3. A composition according to claim 1, wherein is added a liquid containing silane or a silane mix as adhesion promoters, cross-linkers or hydrophobic agents.

4. A composition according to claim 1, wherein is added a maximum of 8% of a solid organic wax, calculated on dry film weight.

5. A composition according to claim 1, wherein is added by polymerising around the core of the emulsified micelles a thin shell of a conducting polymer.

6. A composition according to claim 5, wherein the conductive organic polymer is poly-pyrrol, poly-aniline or poly-thiophene.
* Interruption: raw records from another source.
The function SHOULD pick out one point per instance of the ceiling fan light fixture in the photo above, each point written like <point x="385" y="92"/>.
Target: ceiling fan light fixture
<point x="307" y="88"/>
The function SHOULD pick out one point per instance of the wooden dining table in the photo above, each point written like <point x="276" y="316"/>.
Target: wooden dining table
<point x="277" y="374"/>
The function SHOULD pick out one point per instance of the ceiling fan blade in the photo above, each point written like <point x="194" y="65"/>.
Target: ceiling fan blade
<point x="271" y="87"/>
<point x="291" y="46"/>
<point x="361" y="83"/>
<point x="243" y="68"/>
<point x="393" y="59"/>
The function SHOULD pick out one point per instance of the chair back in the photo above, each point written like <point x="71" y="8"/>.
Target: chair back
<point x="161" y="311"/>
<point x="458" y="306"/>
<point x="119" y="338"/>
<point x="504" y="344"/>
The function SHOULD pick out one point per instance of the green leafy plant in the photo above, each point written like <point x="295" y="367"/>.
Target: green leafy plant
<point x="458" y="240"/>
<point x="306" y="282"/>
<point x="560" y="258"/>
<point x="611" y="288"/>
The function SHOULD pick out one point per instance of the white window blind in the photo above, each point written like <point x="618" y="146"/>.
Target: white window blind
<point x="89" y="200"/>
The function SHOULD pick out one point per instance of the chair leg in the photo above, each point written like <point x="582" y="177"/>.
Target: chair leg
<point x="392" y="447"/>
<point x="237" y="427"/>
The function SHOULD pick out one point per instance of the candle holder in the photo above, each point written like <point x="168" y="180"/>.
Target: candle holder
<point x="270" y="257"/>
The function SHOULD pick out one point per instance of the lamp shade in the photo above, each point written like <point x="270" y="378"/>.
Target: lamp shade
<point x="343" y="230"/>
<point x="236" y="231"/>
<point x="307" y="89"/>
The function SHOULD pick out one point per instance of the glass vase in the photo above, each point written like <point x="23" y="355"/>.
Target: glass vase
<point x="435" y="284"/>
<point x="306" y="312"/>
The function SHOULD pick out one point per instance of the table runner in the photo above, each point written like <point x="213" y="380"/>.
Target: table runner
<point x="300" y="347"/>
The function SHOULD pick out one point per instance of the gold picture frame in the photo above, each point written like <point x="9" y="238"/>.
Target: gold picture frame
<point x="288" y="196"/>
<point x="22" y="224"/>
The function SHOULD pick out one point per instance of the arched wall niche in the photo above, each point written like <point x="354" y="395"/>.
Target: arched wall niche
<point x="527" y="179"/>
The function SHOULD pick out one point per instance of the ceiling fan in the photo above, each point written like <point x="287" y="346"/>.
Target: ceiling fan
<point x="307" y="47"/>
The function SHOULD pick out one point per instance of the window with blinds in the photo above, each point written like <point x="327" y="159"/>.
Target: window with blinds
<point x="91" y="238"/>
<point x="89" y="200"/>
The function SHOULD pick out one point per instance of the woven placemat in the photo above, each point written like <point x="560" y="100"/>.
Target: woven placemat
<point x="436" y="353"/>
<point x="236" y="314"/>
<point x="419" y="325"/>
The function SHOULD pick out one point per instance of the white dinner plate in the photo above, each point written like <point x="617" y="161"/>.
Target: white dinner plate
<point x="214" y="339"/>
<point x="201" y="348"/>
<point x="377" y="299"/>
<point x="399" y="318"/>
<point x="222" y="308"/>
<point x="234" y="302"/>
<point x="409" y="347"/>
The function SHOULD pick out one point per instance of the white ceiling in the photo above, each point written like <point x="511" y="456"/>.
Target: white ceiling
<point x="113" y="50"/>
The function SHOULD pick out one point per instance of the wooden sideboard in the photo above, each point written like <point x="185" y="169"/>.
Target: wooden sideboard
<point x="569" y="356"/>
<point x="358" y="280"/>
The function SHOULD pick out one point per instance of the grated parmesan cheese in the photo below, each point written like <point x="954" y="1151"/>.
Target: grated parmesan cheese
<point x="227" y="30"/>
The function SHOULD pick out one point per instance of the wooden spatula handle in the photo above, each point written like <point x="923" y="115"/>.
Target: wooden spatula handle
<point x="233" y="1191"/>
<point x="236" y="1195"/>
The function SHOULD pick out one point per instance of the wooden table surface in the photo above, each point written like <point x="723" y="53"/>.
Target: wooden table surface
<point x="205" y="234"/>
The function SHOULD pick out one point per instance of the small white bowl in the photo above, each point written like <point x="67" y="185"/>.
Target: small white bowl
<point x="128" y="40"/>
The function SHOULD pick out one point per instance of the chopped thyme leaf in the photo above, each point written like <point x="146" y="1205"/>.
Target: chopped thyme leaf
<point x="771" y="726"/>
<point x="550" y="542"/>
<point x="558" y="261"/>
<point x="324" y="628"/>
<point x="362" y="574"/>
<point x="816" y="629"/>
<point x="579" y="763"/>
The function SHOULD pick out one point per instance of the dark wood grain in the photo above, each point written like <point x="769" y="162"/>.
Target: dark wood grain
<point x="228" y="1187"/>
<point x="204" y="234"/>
7. Process for the metallic surface treatment which comprises applying an appropriate amount of the composition according to any one of claims 1 to 5 to a clean metallic surface as a wet film, and drying or curing at a temperature ranging between 40° C. and 240° C. leaving then on the metal surface an optically transparent dry film from 0.4 to 5 g/m2.

8. Process according to claim 7 wherein the temperature is measured in the surface of the metal with a contact thermocouple, diluting the compositions with extra water to adjust the final dry film thickness.

9. Process according to claim 7 wherein the optically transparent dry film is from 0.7 to 1.3 g/m2.

10. Process according to claim 7 wherein the drying or curing is made by hot air streams, or inductive heating of the metal sheet, or with radiations like IR, UV or Electron-beams.